Shock as hate symbols sprayed across Riverview park named for teen who led kindness campaign
CBC
Several parents say they were shocked to find a hate symbol spray painted over a Riverview playground dedicated to a teen who led a campaign encouraging kindness before she died of cancer.
"Shock and disbelief and disgust were the first few things that came to mind," Tosh Taylor said Monday about the swastikas.
"And then anger hit pretty quickly."
The swastikas were painted on various pieces of playground equipment, a mural and a stone at the Rebecca Schofield All World Super Play Park beside Frank L. Bowser School.
Lara Lavoie, another parent and a member of the home and school committee, said she saw the graffiti while dropping her child, who attends Grade 5, at school.
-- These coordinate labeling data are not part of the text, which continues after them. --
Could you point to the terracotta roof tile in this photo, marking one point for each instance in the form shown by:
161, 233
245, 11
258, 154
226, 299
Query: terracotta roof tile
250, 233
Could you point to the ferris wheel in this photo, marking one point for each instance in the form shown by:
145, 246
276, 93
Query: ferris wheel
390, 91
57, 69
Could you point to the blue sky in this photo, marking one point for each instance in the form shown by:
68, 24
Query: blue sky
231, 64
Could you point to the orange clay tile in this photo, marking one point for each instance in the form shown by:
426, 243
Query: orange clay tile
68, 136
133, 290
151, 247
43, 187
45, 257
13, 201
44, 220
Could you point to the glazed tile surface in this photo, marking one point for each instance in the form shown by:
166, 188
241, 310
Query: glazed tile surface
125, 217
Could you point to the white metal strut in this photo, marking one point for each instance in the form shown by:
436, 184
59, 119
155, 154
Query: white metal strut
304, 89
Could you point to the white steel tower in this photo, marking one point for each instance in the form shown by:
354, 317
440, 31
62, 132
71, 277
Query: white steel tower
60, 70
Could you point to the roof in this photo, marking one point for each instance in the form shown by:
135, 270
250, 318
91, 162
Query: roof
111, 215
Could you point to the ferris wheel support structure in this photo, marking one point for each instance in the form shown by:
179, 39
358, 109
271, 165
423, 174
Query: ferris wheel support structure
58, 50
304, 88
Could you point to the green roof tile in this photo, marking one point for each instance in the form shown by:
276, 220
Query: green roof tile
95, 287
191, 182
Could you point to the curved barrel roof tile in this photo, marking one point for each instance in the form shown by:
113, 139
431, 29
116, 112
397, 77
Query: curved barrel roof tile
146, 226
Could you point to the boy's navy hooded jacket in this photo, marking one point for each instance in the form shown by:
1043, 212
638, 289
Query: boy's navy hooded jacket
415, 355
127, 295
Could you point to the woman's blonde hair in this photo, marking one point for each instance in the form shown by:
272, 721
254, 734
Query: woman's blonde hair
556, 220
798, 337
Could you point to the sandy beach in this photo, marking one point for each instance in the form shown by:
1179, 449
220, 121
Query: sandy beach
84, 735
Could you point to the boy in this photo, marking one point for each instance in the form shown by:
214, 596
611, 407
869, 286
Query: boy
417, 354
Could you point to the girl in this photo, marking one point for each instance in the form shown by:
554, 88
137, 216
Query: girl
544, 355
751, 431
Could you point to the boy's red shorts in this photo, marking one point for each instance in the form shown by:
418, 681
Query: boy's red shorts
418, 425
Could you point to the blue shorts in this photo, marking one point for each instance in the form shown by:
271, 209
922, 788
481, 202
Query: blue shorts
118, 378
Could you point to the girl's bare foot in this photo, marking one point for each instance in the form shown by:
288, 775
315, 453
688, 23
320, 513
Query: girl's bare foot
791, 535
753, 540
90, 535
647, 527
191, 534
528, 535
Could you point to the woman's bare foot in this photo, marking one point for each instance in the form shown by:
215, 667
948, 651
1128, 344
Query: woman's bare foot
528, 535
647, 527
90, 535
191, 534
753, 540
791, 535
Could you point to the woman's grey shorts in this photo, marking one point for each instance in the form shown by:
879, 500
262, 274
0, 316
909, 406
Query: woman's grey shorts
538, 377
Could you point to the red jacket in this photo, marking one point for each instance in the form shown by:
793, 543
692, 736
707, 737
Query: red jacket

Lavoie said her son was upset because he knows the significance of the symbol.
"He was really upset and looking for answers," Lavoie said.
The park is named after Rebecca Schofield, who was 18 when she died of brain cancer in 2018. Schofield inspired a campaign of random acts of kindness known for the hashtag BeccaToldMeTo.
More than $650,000 was raised to rebuild a playground in her name beside the school, which was completed in 2019.
Schofield's mother, Anne, sent a statement to CBC News, saying the family is "saddened and disgusted that a park built by and for the community in honour of Becca and her mission to spread kindness has been vandalized with hate symbols."
"The Schofield family condemns antisemitism, hate and discrimination in all its forms and hope the culprit will come forward," she wrote, thanking the school district and school staff for "their quick action" in covering up and removing the symbols.
Taylor, also with the home and school group, said the park is an important part of the school and the community.
"We helped fundraise for that park, we helped build that park. Our literal blood, sweat and tears have gone into that park."
Randy MacLean, superintendent of Anglophone East School District, sent a memo to parents Monday saying staff arrived at the school in the morning to find "symbols and words of hate and vulgarity."
Tarps were used to temporarily cover the vandalism, and the playground was closed for the morning. District staff had removed the symbols by midday.